A product of Internet culture, Whack was discovered in a video of her rapping in a street corner cypher (a gathering of rappers, beatboxers, and breakdancers) uploaded to YouTube and amplified by WorldStarHipHop. Years later she continues breaking boundaries, scaling up her career to include sophisticated music videos and receiving both awards and public shoutouts from luminaries like Cardi B and Billie Eilish. During the making of what otherwise “might have been” a traditional documentary similar to For Khadija: French Montana, which also screened at Tribeca this year, the seams start coming apart. Whack subsequently falling off a stage at an appearance––a first for her, though not so grand a fashion as Travis Scott at The 02––is the least of it. A random stop-off at Target leads to director Moukarbel getting tagged in photos on a burner Instagram that seems dedicated to the making of the movie and conspiracy theories involving Whack.
What follows achieves a level of near-Blair Witch Project creepiness: conspiracy theories start to develop and gain traction across social media with Whack proposing to take her rightful place on a throne reserved for visionaries. An amateur archeologist eventually goes missing after meeting with Whack to explain her findings, which is just the start of many odd coincidences.
This is, of course, nothing new for director Moukarbel, whose previous work includes films about Banksy, online celebrities, and Lady Gaga. In some passages, Cypher achieves a level of brilliance and psychological terror that becomes difficult to sustain as it winds towards its eventual conclusion.
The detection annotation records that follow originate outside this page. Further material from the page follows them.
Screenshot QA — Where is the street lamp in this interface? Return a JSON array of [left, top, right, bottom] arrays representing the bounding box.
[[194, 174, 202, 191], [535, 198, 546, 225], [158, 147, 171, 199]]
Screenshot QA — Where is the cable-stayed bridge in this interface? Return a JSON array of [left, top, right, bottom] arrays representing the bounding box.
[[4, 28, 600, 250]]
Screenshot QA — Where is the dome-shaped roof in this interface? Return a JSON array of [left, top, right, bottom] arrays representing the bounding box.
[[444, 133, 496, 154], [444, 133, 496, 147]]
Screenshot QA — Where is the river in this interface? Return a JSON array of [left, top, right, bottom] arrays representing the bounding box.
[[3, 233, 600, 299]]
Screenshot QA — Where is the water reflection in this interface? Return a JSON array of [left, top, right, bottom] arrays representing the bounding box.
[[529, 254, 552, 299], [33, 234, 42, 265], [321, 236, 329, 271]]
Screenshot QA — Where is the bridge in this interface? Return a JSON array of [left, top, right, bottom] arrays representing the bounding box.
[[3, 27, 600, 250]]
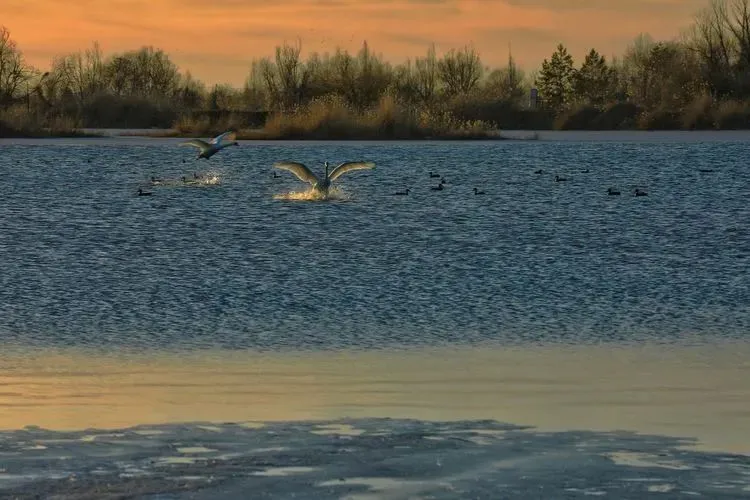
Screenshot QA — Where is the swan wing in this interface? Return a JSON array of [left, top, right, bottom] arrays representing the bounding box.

Walking a fine line between a found-footage film, a supernatural thriller, and traditional musical documentary, Cypher could be read as a branded extension of Tierra Whack’s obsessions, introducing the star to a new audience by way of a paranoid psychological thriller. While not quite a visual album like Bruce Springsteen’s film Western Stars, it bares some similarities: if the Boss can be a Jersey boy obsessed with the imagery of old Westerns, then certainly Whack can be a typical Philly teen immersed in hip-hop culture obsessed with world domination.
Ultimately, it’s a shame Tribeca Festival is bound by strict categories. Knowing this film won the Founders Award for Best U.S. Narrative Film proved the mother of all spoilers for a compelling work that’s best experienced knowing absolutely nothing beforehand.
Cypher premiered at Tribeca Festival.